Re: [xml] Incremental output (kinda followup to: streaming output)

Date view Thread view Subject view Author view

From: Daniel Veillard (Daniel.Veillard@w3.org)
Date: Fri Feb 18 2000 - 11:25:42 EST


On Fri, Feb 18, 2000 at 04:56:14PM +0100, Lutz Behnke wrote:
> Hi there,
>
> I want to use libxml in an application that sends data over a http connection.
>
> David, I have read your answer to Havocs question, stating that you would not
> use such large trees, but rather either do it all in one streaming go, or split
> the messages.
>
> My problem is a little bit different: while each individual document is small
> enough to write to memory w/o using all VM, there are some issues:
> a) I have to watch the memory footprint of each message and its environment as
> this is a server application and I need to be able to process more than one
> message in parrallel.
> b) As I have to write the outgoing data to the network, I costs a lot of overhead
> to write data to a file first and then pump the file back into the socket.
> And as this is somewhat security sensitive I also have to watch temp files
> in general (lets say that I was brainwashed to simply dislike temp files).
> c) If I dump the tree to memory I allmost double the mem footprint instantly.
> I would really like to avoid this.
> d) generating the tree for outgoing messages from the tree of incomming messages
> makes some sense as there are rather complex operations on both before I write
> all of it back to the net.
>
> I would assume that there are some kind of iterators to go over the tree in order
> to dump it to mem or to a file. would it not be possible to adapt them to a producer-
> consumer style dumper that stop when a number of bytes are written?
> I would like to write it, but unfortunately am I only stalking around the lib trying
> to understand how to use it, let alone how to extend it.

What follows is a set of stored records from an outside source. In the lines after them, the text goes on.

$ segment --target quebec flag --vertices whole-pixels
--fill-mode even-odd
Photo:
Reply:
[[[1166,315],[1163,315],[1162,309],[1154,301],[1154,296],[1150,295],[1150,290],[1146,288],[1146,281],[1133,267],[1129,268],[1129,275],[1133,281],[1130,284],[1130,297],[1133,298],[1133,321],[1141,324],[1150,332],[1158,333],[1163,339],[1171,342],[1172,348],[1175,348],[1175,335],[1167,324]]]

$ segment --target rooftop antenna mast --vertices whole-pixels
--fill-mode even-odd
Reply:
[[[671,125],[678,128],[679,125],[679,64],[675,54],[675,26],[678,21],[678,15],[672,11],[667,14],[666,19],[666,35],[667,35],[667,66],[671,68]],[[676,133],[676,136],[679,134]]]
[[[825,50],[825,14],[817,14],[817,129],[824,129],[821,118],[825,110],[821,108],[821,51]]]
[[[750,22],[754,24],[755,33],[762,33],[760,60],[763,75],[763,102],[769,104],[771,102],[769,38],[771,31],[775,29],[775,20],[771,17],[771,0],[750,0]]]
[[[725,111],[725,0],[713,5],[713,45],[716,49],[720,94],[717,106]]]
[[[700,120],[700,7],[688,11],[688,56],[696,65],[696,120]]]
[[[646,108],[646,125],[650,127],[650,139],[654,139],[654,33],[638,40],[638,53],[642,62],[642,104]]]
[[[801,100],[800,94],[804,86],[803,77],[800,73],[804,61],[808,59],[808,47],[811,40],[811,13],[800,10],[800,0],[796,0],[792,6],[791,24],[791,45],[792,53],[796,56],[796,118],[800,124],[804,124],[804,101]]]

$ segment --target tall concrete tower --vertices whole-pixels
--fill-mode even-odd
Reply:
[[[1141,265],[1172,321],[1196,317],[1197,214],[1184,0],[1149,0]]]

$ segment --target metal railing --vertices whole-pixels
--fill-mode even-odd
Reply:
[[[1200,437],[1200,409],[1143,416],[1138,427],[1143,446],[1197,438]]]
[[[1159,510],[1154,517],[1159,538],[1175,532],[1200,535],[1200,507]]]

 Honnestly if you have memory constraints I suggest using the SAX interface.
You don't get a tree but a list of callback get called as the input is processed
I also suggest that you use the Push mechanism where data is provided chunk by
chunk, it would allow you to check that you're not near the memory limit before
processing some input:

    http://xmlsoft.org/#Invoking2
    "Invoking the parser: the push way" and following section
    "Invoking the parser: the SAX interface"
  
  If you really need the tree, and are concerned about memory consumption
I have a bad news, the tree memory structure will grow up somewhat to be able
to handle DOM in a better way. Attribute structure will be larger in 2.0 .

  c.f: http://bugs.gnome.org/db/51/5190.html

  On the other hand concerning serialization of the result it seems not too
difficult to tweak the buffer code so that it does flushing while being
created (and add possible encoding conversion like the parser input).
Would an interface accepting a file descriptor or a FILE * suitable ?
Or another callback on buffer full interface would be better ?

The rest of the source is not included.